#!/usr/bin/env python3
"""
Tdarr File Monitor - Monitors Tdarr cache directory for completed .mkv files and copies them to backup location.
Detects file completion by monitoring size changes and always keeps the smallest version of duplicate files.
"""

import os
import shutil
import json
import time
import logging
from pathlib import Path
from dataclasses import dataclass, asdict
from typing import Dict, Optional
from datetime import datetime, timedelta


@dataclass
class FileState:
    """Tracks the state of a monitored file."""
    path: str
    size: int
    last_modified: float
    first_seen: float
    last_size_change: float
    check_count: int = 0


class TdarrFileMonitor:
    """Monitors Tdarr cache directory for completed .mkv files."""
    
    def __init__(
        self,
        source_dir: str = "/mnt/NV2/tdarr-cache/nobara-pc-gpu-unmapped/temp",
        media_dir: str = "/mnt/NV2/tdarr-cache/nobara-pc-gpu-unmapped/media",
        dest_dir: str = "/mnt/NV2/tdarr-cache/manual-backup",
        state_file: str = "/mnt/NV2/Development/claude-home/logs/tdarr_file_monitor_state.json",
        completion_wait_seconds: int = 60,
        log_file: str = "/mnt/NV2/Development/claude-home/logs/tdarr_file_monitor.log"
    ):
        self.source_dir = Path(source_dir)
        self.media_dir = Path(media_dir)
        self.dest_dir = Path(dest_dir)
        self.state_file = Path(state_file)
        self.completion_wait_seconds = completion_wait_seconds
        self.monitored_files: Dict[str, FileState] = {}
        
        # Setup logging
        logging.basicConfig(
            level=logging.INFO,
            format='%(asctime)s - %(name)s - %(levelname)s - %(message)s',
            handlers=[
                logging.FileHandler(log_file),
                logging.StreamHandler()
            ]
        )
        self.logger = logging.getLogger(f'{__name__}.TdarrFileMonitor')
        
        # Ensure destination directory exists
        self.dest_dir.mkdir(parents=True, exist_ok=True)
        
        # Load previous state
        self._load_state()
    
    def _load_state(self) -> None:
        """Load monitored files state from disk."""
        if self.state_file.exists():
            try:
                with open(self.state_file, 'r') as f:
                    data = json.load(f)
                    self.monitored_files = {
                        path: FileState(**file_data) 
                        for path, file_data in data.items()
                    }
                self.logger.info(f"Loaded state for {len(self.monitored_files)} monitored files")
            except Exception as e:
                self.logger.error(f"Failed to load state file: {e}")
                self.monitored_files = {}
    
    def _save_state(self) -> None:
        """Save monitored files state to disk."""
        try:
            with open(self.state_file, 'w') as f:
                data = {path: asdict(state) for path, state in self.monitored_files.items()}
                json.dump(data, f, indent=2)

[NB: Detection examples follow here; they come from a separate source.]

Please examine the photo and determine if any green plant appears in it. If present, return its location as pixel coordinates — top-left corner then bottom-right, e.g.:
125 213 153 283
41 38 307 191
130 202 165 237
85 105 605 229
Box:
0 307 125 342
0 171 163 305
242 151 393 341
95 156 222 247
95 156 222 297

        except Exception as e:
            self.logger.error(f"Failed to save state file: {e}")
    
    def _scan_for_mkv_files(self) -> Dict[str, Path]:
        """Scan source directory for .mkv files in all subdirectories."""
        mkv_files = {}
        try:
            for mkv_file in self.source_dir.rglob("*.mkv"):
                if mkv_file.is_file():
                    mkv_files[str(mkv_file)] = mkv_file
        except Exception as e:
            self.logger.error(f"Error scanning source directory: {e}")
        
        return mkv_files
    
    def _get_file_info(self, file_path: Path) -> Optional[tuple]:
        """Get file size and modification time, return None if file doesn't exist or can't be accessed."""
        try:
            stat = file_path.stat()
            return stat.st_size, stat.st_mtime
        except (OSError, FileNotFoundError) as e:
            self.logger.warning(f"Cannot access file {file_path}: {e}")
            return None
    
    def _validate_file_pair(self, temp_file_path: Path, temp_file_size: int) -> bool:
        """Validate that a matching file exists in media directory with exact same name and size."""
        try:
            # Search for matching file in media directory tree
            for media_file in self.media_dir.rglob(temp_file_path.name):
                if media_file.is_file():
                    media_file_info = self._get_file_info(media_file)

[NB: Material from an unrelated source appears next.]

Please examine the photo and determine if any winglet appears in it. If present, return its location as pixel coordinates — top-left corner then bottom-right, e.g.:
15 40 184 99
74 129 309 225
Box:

                    if media_file_info:
                        media_size, _ = media_file_info
                        if media_size == temp_file_size:
                            self.logger.debug(f"Found matching file: {temp_file_path.name} ({temp_file_size:,} bytes) in temp and media directories")
                            return True
                        else:
                            self.logger.debug(f"Size mismatch for {temp_file_path.name}: temp={temp_file_size:,}, media={media_size:,}")
            
            # No matching file found
            self.logger.info(f"No matching file found in media directory for {temp_file_path.name} ({temp_file_size:,} bytes)")
            return False
            
        except Exception as e:
            self.logger.error(f"Error validating file pair for {temp_file_path.name}: {e}")
            return False
    
    def _is_file_complete(self, file_state: FileState, current_time: float) -> bool:
        """Check if file is complete based on size stability."""
        stale_time = current_time - file_state.last_size_change
        return stale_time >= self.completion_wait_seconds
    
    def _should_copy_file(self, source_path: Path, dest_path: Path) -> bool:
        """Determine if we should copy the file (always keep smaller version)."""
        if not dest_path.exists():
            return True
        
        source_size = source_path.stat().st_size
        dest_size = dest_path.stat().st_size
        
        if source_size < dest_size:
            self.logger.info(f"Source file {source_path.name} ({source_size:,} bytes) is smaller than existing destination ({dest_size:,} bytes), will replace")
            return True
        else:
            self.logger.info(f"Source file {source_path.name} ({source_size:,} bytes) is not smaller than existing destination ({dest_size:,} bytes), skipping")
            return False
    
    def _copy_file_with_retry(self, source_path: Path, dest_path: Path) -> bool:
        """Copy file with retry logic and cleanup on failure."""
        temp_dest = dest_path.with_suffix(dest_path.suffix + '.tmp')
        
        for attempt in range(2):  # Try twice
            try:
                start_time = time.time()
                self.logger.info(f"Attempt {attempt + 1}: Copying {source_path.name} ({source_path.stat().st_size:,} bytes)")
                
                # Copy to temporary file first
                shutil.copy2(source_path, temp_dest)
                
                # Verify copy completed successfully
                if temp_dest.stat().st_size != source_path.stat().st_size:
                    raise Exception(f"Copy verification failed: size mismatch")
                
                # Move temp file to final destination
                if dest_path.exists():
                    dest_path.unlink()  # Remove existing file
                temp_dest.rename(dest_path)
                
                copy_time = time.time() - start_time
                final_size = dest_path.stat().st_size
                
                self.logger.info(f"Successfully copied {source_path.name} ({final_size:,} bytes) in {copy_time:.2f}s")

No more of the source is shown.